The case was taken on appeal to the SCA. The judgment is long and this summary is limited to the majority judgment.

Insofar as removal under section 10(2)(a) was concerned, the respondent sought cancellation on the ground that the mark POLO was descriptive and not inherently capable of distinguishing, as the word ‘polo’ was not distinctive of the appellant’s goods. The court found that the marks in question “have earned and still enjoy an immense goodwill and reputation” and that the “POLO trade marks have become firmly established in South Africa, having been operating in the marketplace as indicators of origin for more than 40 years”. “The general public…would identify goods bearing the POLO trade marks as originating from the appellant”. The marks were held to have become distinctive through use and not liable to be removed. Because the marks were held to have become capable of distinguishing, the marks challenged under section 10(2)(b) and (c) were not liable to be removed.
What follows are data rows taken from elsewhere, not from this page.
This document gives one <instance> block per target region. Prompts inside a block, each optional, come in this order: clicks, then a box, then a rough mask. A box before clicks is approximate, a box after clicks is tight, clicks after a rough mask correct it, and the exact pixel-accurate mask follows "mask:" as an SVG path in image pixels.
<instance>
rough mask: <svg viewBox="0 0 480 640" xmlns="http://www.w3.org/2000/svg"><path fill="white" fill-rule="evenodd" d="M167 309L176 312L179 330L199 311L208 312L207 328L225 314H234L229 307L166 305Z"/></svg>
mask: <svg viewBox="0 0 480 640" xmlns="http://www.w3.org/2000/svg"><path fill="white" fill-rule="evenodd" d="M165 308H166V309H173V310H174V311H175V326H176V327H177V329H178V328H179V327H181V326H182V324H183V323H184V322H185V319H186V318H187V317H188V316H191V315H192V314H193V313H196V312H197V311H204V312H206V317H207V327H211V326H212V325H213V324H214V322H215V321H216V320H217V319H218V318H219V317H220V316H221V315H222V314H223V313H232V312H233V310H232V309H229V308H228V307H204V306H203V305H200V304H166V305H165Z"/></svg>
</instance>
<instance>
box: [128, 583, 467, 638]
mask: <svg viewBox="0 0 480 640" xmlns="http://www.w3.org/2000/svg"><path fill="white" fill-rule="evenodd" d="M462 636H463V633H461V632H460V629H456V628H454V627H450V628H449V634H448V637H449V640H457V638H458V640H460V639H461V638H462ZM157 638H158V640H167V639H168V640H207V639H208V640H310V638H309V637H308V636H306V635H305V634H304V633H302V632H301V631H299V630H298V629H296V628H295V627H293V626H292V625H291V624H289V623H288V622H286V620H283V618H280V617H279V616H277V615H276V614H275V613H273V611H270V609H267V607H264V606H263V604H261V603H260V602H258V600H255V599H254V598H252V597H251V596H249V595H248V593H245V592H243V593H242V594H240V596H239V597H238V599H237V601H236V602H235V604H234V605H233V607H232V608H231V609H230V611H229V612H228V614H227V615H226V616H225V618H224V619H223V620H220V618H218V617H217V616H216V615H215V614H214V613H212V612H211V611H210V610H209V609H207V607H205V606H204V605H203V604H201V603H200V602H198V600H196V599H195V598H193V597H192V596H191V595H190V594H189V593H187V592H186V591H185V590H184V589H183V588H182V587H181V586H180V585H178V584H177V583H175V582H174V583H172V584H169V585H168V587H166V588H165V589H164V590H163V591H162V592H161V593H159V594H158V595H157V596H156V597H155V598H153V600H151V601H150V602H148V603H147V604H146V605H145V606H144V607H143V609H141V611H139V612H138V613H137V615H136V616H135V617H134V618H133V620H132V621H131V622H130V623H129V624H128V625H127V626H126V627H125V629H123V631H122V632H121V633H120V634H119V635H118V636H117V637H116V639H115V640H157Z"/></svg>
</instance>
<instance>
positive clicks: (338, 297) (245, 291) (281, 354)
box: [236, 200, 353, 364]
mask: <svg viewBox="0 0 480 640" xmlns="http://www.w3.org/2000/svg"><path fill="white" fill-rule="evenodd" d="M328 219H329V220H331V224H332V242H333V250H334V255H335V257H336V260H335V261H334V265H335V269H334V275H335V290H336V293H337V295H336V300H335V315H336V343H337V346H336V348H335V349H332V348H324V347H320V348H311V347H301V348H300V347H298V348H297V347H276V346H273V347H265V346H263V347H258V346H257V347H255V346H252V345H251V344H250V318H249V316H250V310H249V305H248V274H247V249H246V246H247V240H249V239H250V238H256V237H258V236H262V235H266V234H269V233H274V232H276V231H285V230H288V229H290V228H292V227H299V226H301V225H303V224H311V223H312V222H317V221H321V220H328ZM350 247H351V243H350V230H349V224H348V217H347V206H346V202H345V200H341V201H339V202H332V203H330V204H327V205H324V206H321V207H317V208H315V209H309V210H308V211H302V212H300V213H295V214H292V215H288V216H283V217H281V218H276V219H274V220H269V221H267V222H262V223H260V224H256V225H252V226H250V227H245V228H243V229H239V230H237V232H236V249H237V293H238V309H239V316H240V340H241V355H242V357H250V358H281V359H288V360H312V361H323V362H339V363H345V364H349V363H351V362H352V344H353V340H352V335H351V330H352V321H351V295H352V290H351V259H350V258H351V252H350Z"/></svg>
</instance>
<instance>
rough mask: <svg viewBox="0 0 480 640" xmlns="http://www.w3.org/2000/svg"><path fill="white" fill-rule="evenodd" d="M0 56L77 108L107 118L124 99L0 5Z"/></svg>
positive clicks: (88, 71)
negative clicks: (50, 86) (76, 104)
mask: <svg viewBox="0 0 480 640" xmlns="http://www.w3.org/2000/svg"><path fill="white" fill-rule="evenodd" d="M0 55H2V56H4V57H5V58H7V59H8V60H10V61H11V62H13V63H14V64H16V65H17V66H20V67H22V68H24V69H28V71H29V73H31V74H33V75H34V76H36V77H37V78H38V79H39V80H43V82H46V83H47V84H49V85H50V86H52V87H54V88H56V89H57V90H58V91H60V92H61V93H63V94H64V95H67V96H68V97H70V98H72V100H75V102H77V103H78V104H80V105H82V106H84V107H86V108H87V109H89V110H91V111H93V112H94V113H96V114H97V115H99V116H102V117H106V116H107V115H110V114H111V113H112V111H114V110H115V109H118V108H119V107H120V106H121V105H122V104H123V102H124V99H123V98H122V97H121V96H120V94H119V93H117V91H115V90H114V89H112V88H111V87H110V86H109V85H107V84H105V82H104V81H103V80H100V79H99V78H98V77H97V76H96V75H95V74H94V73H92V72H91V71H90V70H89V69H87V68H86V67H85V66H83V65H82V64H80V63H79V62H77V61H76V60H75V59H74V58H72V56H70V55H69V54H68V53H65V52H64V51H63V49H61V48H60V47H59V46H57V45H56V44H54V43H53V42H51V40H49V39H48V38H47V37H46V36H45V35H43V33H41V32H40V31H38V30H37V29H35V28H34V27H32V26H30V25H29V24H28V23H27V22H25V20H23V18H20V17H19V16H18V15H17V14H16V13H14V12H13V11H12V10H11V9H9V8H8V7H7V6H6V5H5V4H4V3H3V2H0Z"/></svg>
In terms of section 27(1)(b), a trade mark may be removed if there has been no bona fide use for a continuous period of 5 years up to 3 months before the date of application for removal. While most of the registrations were to remain on the register, the court held that certain trade marks had been correctly cancelled. The SCA was not satisfied with the proof of use relied upon by the appellant, which was a ‘diagram of associated registrations’ in support of its argument that all of its trade marks combined to form a “unitary brand” and “each individual trade mark registration was protected as part of this brand”. This approach was held to be impermissible.

In terms of section 10(13), “a mark which, as a result of the manner in which it has been used, would be likely to deceive or cause confusion” is liable to be removed. The majority judgment of the SCA held that it is not about the “confusion … likely to result from the use of a confusingly similar trade mark by two different entities”, being the appellant’s alleged failure to distinguish its goods from those of Ralph Lauren. It is use of the mark itself that must be likely to cause deception or confusion.

Save for upholding the removal of certain marks from the register in terms of sections 27, the counter-applications for removal were dismissed as well as the applications in terms of sections 24 read with 10(2) and section 10(13).